Substrate-selective induction of rabbit hepatic UDP-glucuronyltransferases by ethanol and other xenobiotics

Abstract

Male New Zeland white rabbits were treated with various inducers of hepatic metabolism enzymes to characterize the induction of UDP-glucuronyltransferase (UDP-GT) enzymes. Rabbits were pretreated with phenobarbital, 1,1,1-trichloro-2,2-bis( p-chlorophenyl)ethane (DDT), 3-methylcholanthrene, β-naphthoflavone, Aroclor 1254, ethanol, trans-stilbene oxide, pregnenolone-16α-carbonitrile, or clofibric acid. Hepatic microsomes from treated and control animals were incubated with the GT 1-type substrates, p-nitrophenol and 1-naphthol; the GT 2-type substrate, morphine; and the steroid substrate, estrone. Compared to the rat, the rabbit was particularly resistant to UDP-GT induction. Ethanol was the most potent inducer for both GT 1 and GT 2 activities, but it failed to induce steroid (estrone, estradiol, and testosterone) UDP-GT activities.
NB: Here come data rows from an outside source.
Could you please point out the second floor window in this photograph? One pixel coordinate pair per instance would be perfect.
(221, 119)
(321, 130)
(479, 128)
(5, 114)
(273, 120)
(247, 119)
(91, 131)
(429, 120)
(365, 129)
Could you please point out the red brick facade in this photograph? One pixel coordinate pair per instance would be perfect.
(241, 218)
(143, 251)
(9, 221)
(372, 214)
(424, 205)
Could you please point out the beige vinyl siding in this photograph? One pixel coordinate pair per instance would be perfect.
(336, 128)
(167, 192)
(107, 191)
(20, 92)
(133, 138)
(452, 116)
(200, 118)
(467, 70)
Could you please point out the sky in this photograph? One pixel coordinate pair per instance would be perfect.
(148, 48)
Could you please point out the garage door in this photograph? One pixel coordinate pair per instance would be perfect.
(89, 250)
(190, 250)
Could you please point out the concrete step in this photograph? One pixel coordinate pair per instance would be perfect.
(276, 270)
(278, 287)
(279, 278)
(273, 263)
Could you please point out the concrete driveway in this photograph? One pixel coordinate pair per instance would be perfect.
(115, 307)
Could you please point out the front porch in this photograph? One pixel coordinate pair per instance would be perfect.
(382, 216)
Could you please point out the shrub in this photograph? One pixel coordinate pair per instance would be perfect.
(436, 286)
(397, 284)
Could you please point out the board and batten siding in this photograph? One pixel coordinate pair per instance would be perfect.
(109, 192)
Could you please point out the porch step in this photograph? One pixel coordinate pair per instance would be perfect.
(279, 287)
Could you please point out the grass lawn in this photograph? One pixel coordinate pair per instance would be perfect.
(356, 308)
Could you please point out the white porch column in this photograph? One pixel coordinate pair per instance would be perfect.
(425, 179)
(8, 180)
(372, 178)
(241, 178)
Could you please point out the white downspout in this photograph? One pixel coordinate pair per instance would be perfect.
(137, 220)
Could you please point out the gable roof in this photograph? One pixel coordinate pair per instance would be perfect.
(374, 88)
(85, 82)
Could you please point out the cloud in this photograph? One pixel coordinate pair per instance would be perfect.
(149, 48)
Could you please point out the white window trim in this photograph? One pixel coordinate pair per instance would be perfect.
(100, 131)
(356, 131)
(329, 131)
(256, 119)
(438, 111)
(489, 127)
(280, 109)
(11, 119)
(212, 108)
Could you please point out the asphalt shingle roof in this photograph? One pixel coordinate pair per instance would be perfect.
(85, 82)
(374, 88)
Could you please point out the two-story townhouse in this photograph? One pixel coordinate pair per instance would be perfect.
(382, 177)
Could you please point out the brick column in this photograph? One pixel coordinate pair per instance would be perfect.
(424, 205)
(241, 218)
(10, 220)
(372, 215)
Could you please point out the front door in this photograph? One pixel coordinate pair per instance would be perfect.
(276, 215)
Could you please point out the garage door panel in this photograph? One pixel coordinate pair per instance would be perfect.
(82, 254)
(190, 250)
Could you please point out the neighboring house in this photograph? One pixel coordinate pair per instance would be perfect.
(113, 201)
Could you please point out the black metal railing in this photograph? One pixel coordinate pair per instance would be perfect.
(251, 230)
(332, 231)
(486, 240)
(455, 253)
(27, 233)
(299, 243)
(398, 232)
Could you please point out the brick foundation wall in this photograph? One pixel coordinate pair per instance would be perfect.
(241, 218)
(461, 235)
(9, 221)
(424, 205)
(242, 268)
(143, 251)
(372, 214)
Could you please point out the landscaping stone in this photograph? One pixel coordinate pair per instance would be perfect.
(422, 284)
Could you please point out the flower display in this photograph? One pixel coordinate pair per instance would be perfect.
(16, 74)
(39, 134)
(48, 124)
Ethanol pretreatment increased oxazepam-GT but it decreased bilirubin-GT activity. 3-Methylcholanthrene (3MC) and β-nphthoflavone (BNF) are the prototypic GT 1 inducers in the rat, but 3MC caused no induction of GT 1 activity and BNF caused induction of both GT 1 and GT 2 activities in the rabbit. None of the xenobiotic pretreatments increased the hepatic microsomal glucuronidation of estrone. These results demonstrate that the induction of UDP-GT activities, and the use of this phenomenon to classify UDP-GT forms, is somewhat species-specific and cannot necessarily be extrapolated from rats to other species. In addition, the substrate selectivity of ethanol-induced microsomal UDP-GT was established.